An example Table class:
How to dynamically sort data by arbitrary column(s)
A vector/tuple solution, which is a slightly cleaner version of what you're currently working on:
sorting table in place using stl sort
A lengthy discussion of this problem, which might give you some additional ideas:
https://softwareengineering.stackexchange.com/questions/188130/what-is-the-best-way-to-store-a-table-in-c

Elegant and efficient algorithm for increasing values of a "vector<pair>"

I need to find an element in a vector<pair<int, float>> and increase the second value.
I tried an approach.
template <typename K, typename V>
struct match_first {
const K _k; match_first(const K& k) : _k(k) {}
bool operator()(const pair<K, V>& el) const {
return _k == el.first;
}
};
Eg to use.:
vector< pair<int, float> > vec;
vec.push_back(make_pair(2, 3.0));
vec.push_back(make_pair(3, 5.0));
vec.push_back(make_pair(1, 1.0));
vector< pair<int, float> >::iterator it = find_if(vec.begin(), vec.end(), match_first<int, float>(3));
if (it != vec.end()) {
it->second += 9;
}
There is a more efficient way of accomplishing this task?
A map seems more natural:
#include <map>
int main()
{
std::map<int, float> m;
m.insert(std::make_pair(2, 3.0));
m.insert(std::make_pair(3, 5.0));
m.insert(std::make_pair(1, 1.0));
auto it = m.find(3);
if (it != m.end()) {
it->second += 9;
}
}
It will also be faster because lookup is O(log(n))
You can reach the same complexity with a vector of sorted pairs by using std::lower_bound (or std::equal_range if keys can be repeated)
It depends on your constrains.
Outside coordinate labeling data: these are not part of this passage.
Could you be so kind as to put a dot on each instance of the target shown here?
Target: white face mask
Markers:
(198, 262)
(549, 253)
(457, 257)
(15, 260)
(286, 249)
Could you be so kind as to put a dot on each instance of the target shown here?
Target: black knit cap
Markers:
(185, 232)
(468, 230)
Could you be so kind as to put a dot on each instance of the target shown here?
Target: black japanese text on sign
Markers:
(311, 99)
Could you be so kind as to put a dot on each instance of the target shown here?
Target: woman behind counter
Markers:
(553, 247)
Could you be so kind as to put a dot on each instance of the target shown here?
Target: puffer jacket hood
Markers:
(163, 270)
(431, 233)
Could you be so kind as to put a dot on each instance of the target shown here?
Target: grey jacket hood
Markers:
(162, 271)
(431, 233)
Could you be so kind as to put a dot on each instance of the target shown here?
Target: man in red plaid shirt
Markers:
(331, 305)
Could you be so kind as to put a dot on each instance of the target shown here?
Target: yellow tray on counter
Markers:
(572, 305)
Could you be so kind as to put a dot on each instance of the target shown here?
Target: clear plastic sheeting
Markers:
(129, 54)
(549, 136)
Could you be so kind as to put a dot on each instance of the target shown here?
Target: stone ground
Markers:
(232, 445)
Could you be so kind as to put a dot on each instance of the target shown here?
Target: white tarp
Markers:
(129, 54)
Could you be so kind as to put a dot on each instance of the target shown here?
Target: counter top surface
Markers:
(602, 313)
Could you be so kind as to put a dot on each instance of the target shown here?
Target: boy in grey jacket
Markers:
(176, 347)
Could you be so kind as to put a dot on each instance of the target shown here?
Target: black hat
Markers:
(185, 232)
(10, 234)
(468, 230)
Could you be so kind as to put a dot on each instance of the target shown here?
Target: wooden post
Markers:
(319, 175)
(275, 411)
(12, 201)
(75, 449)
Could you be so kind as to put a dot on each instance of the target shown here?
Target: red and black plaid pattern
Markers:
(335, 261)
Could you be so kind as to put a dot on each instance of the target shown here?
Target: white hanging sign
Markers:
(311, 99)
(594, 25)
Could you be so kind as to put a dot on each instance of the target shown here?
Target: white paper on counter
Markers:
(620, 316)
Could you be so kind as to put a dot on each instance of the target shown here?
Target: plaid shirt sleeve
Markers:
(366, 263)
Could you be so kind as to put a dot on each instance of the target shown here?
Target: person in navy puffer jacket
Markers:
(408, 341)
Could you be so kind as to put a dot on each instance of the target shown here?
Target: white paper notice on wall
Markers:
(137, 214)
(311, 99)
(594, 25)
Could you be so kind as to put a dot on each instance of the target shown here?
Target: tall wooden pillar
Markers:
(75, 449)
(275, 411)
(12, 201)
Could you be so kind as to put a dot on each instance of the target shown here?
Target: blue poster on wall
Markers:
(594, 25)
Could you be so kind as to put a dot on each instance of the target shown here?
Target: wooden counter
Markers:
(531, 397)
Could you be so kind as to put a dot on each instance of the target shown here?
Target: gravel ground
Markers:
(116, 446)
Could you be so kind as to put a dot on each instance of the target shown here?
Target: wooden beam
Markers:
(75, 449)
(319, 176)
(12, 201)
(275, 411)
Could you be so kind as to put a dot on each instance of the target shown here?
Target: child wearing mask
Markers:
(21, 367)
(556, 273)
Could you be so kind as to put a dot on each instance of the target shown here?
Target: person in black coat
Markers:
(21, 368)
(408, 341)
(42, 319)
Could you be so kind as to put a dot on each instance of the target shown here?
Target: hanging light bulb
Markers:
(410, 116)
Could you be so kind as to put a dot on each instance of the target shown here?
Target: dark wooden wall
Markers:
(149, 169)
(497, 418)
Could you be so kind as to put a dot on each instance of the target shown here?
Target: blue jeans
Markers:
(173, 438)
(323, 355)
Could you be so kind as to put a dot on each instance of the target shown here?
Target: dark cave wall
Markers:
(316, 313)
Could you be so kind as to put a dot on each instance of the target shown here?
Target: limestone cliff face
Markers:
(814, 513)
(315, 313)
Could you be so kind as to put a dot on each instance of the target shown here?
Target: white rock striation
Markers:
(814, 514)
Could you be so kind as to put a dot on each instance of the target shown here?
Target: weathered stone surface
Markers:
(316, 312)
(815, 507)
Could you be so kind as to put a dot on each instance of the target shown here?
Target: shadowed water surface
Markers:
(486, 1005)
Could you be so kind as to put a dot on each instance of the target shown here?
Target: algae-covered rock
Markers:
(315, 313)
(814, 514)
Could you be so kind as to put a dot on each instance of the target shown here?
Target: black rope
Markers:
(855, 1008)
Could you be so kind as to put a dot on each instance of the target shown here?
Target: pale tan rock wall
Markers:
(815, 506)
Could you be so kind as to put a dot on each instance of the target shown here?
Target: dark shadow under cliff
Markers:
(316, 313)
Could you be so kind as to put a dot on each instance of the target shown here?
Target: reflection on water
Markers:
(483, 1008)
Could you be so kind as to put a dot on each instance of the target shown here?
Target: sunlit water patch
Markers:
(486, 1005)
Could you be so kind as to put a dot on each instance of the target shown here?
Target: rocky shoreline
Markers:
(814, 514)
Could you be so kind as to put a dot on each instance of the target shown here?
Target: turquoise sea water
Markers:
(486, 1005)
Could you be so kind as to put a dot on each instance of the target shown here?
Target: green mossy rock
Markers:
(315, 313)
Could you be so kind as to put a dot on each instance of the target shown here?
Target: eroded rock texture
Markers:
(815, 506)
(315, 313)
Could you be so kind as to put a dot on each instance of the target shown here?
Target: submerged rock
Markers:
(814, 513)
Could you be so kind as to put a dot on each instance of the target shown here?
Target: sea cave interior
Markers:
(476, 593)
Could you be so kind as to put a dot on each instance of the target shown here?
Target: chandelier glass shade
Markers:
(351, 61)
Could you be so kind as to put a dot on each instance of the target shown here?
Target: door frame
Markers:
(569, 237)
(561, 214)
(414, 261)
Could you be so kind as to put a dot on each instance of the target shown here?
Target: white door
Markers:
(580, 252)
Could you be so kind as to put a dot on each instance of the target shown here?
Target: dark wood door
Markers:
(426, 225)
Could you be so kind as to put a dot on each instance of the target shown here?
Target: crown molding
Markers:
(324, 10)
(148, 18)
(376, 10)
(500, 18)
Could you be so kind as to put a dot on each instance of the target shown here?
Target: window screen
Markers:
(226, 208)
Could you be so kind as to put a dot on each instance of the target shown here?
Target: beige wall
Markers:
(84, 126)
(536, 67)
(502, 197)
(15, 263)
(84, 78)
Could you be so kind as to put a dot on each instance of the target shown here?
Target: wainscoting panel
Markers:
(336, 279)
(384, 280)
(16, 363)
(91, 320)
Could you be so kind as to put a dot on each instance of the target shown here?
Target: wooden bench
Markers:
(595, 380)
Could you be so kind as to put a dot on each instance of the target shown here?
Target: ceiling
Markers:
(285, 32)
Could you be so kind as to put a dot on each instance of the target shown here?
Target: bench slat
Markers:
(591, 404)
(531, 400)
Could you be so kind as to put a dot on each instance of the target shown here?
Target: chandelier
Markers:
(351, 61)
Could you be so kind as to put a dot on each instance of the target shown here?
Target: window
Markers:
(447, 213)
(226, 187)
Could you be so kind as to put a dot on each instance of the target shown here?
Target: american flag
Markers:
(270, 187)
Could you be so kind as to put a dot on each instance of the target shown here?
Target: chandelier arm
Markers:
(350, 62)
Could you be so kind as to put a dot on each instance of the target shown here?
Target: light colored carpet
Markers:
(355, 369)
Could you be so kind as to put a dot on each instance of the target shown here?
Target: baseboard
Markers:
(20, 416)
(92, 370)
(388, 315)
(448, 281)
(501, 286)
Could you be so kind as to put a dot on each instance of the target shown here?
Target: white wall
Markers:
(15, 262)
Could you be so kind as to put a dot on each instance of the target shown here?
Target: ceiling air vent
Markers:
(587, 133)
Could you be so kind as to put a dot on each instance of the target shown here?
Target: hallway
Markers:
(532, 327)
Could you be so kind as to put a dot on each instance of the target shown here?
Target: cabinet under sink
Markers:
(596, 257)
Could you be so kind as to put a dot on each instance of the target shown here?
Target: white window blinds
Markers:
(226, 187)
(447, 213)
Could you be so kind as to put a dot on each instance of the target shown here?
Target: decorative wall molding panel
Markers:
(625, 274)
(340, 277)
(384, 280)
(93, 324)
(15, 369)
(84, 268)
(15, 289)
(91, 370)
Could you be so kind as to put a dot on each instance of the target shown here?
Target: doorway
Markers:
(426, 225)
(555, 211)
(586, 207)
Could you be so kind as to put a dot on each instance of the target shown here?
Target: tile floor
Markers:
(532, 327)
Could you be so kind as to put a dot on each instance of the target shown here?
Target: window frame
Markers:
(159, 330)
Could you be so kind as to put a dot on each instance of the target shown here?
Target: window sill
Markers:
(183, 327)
If you have the unique key (the first element) you can use std::map<K,V> to hold your objects. Then increasing it is easy. If V has a default constructor initializing it to zero, you can even skip adding new elements and just increment (I am not sure it will work with ints through).
std::map<K,V> data;
data[key] = data[key] + 1;
the [] operator used for non-existent key will create the object for you using its default constructor. To just access data use at or find methods.
extending sehe's answer: You can use std::multimap in the same way if you may have duplicate keys. This container also keeps the <K,V> pair in sorted order(keys) so binary search approach obviously speed up things.
There is no exact answer to your question: it depends.
My first answer is: use std::find_if (available in <algorithm>, part of the C++ Standard Library), then profile your code. If the search turns out to be a bottleneck worthy of concern, then try another approach.
Beware of using a std::map, as it will sort the pairs by their first component (that is, the insertion order will be lost). In addition, it will not allow you to store two pairs with the same first component.
As others have mentioned, you can work around this caveats (if they are indeed caveats to your problem), but, like I mentioned before, it would only be worth your while if you demonstrate first that the search turned out to be a bottleneck after using the standard algorithms.